Il segno, aprile 2024

lunedì 22 aprile 2024

RECENSIONE


LA RABBIA E IL PERDONO

Isa Morando

In copertina un cielo azzurro, il mare di variegato blu, due gabbiani: uno, in primo piano, le ali protese a fendere l'aria. Solo alla fine del romanzo verrà chiarito il perché del titolo, Gli uccelli non hanno vertigini.

È il primo romanzo di Mario Cordova, attore e soprattutto grande doppiatore, voce italiana degli attori americani più famosi.
Il racconto si apre con una premessa angosciante: un uomo punta la pistola contro una donna che lo supplica, lui le intima di tacere, minaccia ma non spara. L'uomo si chiama Marco ed è protagonista del romanzo, nello svolgersi delle azioni e negli itinerari della memoria che si snodano, ineludibili, tra devastanti angosce, drammatiche decisioni, ripensamenti, fino all'elegiaca conclusione, che sembra placare le tempeste della vita nella malinconica dolcezza del perdono e di una nuova consapevolezza.
Marco ha vissuto lo strazio dell'amore tradito, dell'abbandono che si configura come il tema di fondo della sua esistenza.

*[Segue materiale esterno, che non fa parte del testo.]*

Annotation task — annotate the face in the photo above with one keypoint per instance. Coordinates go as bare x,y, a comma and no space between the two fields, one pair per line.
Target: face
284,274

Ha amato ed è stato amato con passione, ha provato le esperienze estreme del desiderio e del sesso, in un'ansia di appagamento erotico che si trasforma in un'arma pericolosa e distruttiva. Ha provato il tormento psicofisico del tradimento, delle confessioni sconvolgenti che aprono abissi inaspettati di verità nascoste, di esistenze diverse rispetto alle apparenze, in un vortice pirandelliano di logorante contrasto tra l'essere e l'apparire. Marco sembra difendersi con gli eccessi verbali, con l'aggressività, un'apparente autodifesa che si rivela inefficace di fronte a un mondo umano di maschere, un mondo che gli è ostile e comunque determinato a nascondergli scomode - o tragiche - verità. Niente è come appare. La sua psiche ne è travolta non meno che il suo corpo. Sarà la parola a imprimere la svolta: la parola parlata - la confessione della madre, il suo tradimento - e la parola scritta - affidata al computer - del padre morto, odiato negli anni per il suo abbandono della famiglia, per un tempo lunghissimo: una confessione dolente e tenera, in cui l'amore per i figli si esprime nel racconto di una verità a lungo nascosta e ora espressa con toni di struggente elegia.
Se non sei disposto a perdere, non vincerai mai niente. ... non c'è alternativa al crescere... bisogna imparare a volare. Perché gli uccelli non hanno vertigini... . È il messaggio che chiude la lunga lettera del padre, rivelatrice - senza odio o risentimento - di una realtà altra, nascosta per lunghi anni e ora emersa nella sua dolente verità.
Il romanzo si avvia alla conclusione con la ripresa della situazione di apertura: Marco che punta la pistola contro Elena, la moglie che lo ha abbandonato con la velata accusa di aver causato il suo aborto. La morte del bambino mai nato a cui era già stato dato un nome - Luca - l'ha allontanata da lui, giorno dopo giorno, le ha fatto cercare una via di scampo, tra le braccia di un altro uomo. Lo ha lasciato. E ora Marco scopre che è incinta di un altro figlio, il figlio dell'altro. Abbassa la pistola e piange, come un cucciolo sperduto... lacrime accompagnate da un sorriso.
Il capitolo finale vede Marco piangere ancora lacrime leggere..., come a lavare la pena che ha dentro, davanti alla tomba del padre, sepolto nella terra di cui immagina il soffio vitale, accanto a tombe di giovani che sembrano respirare ancora la vita. Ha perdonato, ha chiesto perdono. Ora è pronto a ricominciare.
La terra, la vita.
È tutto così vero qui, papà...

Nelle pagine conclusive dei Ringraziamenti è raccontata senza veli la spinta autobiografica da cui è nato il romanzo: le convulse esperienze romane del difficile mondo dello spettacolo accanto alle esperienze personali, e il ricordo di Genova, dell'adolescenza di Mario Cordova (città difficile, Genova, chiusa e meravigliosa: le brevi descrizioni delle atmosfere genovesi sono autentici "pezzi" di rara efficacia).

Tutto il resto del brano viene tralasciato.